I look over at my chick, who was happily swyping away on her iPhone. We conversed about how best to spend the afternoon after we finished smashin some rib tips and decided to blow some cush with her girlfriend later. Suddenly….
“Baby, watch out!!”
My head and eyes snap to the front to see the pickup truck’s tow pin pushing into the grill of my car. I pounded my horn with fury.
The woman had tried to back up to get around the wreck in front of her and had now caused a wreck behind her with no regard, no warning honk to let me know she was backing up, no glance in her rear-view to see if there were vehicles behind her.
I jumped out to survey the damage. Simultaneously, her passenger jumped out of the truck and started raising hell. Not the driver – she stayed in the car for another minute – the passenger started raising hell.
“Nigga didn’t you see us backin up?! That aint shit to fix!! Nigga we barely scraped that shit! Fuck yo car and yo bitch nigga! You hit us nigga!”
Now I had seen the Stinkmeaner episode of The Boondocks, so I knew I had found myself in the middle of a NIGGA MOMENT.
NIGGA MOMENT: A moment in which ignorance overruns the brain causing an outburst of irrational aggression
This nigga, who wasn’t even driving, who didn’t know who the hell I was (off-duty officer?), whose fat-ass chick had backed into me was severely popping off at the mouth. His chick was already on the phone with her insurance company, cursing the lady out. The dude’s stance and threats became more antagonistic. I had two options here: 1:
Or two: Collect on the insurance and be out.
I chose option two.
“Baby, get back in the car” I said calmly. My chick had gotten out to tongue lash the old nigga like only a female could. She was understandably upset at the foolishness of it all.

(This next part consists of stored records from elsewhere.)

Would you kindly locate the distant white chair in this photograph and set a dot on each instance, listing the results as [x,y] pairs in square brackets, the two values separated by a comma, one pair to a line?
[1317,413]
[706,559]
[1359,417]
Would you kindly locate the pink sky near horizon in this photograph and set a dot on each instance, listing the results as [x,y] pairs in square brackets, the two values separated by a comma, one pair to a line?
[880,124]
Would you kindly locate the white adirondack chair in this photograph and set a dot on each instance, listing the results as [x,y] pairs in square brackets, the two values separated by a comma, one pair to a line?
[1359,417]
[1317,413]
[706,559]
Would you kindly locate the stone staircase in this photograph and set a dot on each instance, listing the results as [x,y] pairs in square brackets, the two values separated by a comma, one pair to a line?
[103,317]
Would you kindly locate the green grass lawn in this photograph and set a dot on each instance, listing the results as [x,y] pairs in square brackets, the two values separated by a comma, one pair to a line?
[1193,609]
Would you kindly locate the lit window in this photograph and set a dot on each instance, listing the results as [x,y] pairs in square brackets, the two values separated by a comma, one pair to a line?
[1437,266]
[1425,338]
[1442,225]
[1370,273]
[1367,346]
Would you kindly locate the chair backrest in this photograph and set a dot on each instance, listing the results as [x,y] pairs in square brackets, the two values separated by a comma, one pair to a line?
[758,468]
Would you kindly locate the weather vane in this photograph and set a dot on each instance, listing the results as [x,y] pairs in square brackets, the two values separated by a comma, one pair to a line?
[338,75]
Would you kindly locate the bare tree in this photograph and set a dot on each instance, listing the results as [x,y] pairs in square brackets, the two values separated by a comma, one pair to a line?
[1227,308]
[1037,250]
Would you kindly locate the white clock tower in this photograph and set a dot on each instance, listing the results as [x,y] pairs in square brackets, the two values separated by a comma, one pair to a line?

We headed to her girlfriends house to blow and said screw the BBQ.
Later, the insurance company called.
“Sir, we were so disgusted by her behavior over the phone that we are going to make sure you get as much of a settlement at her expense as we can provide you with.” A few weeks later, a nice settlement check arrived.
My homeboy sat across the table in disbelief. “Let me get this straight,” he responded. “A nigga hit yo car, threatened you and yo chick, and clowned you on the street and you just drove off and let him?! That’s that hoe shit. I woulda popped the trunk on dat ass!”
In hindsight, I am proud of how I handled the situation. Its sad, however, that instead of isolating and eliminating niggerish behavior, we would rather propagate it with nigga synthesis.
We have gotten to a point of social bankruptcy that instead of saluting maturity, we refer to it as “that hoe shit”.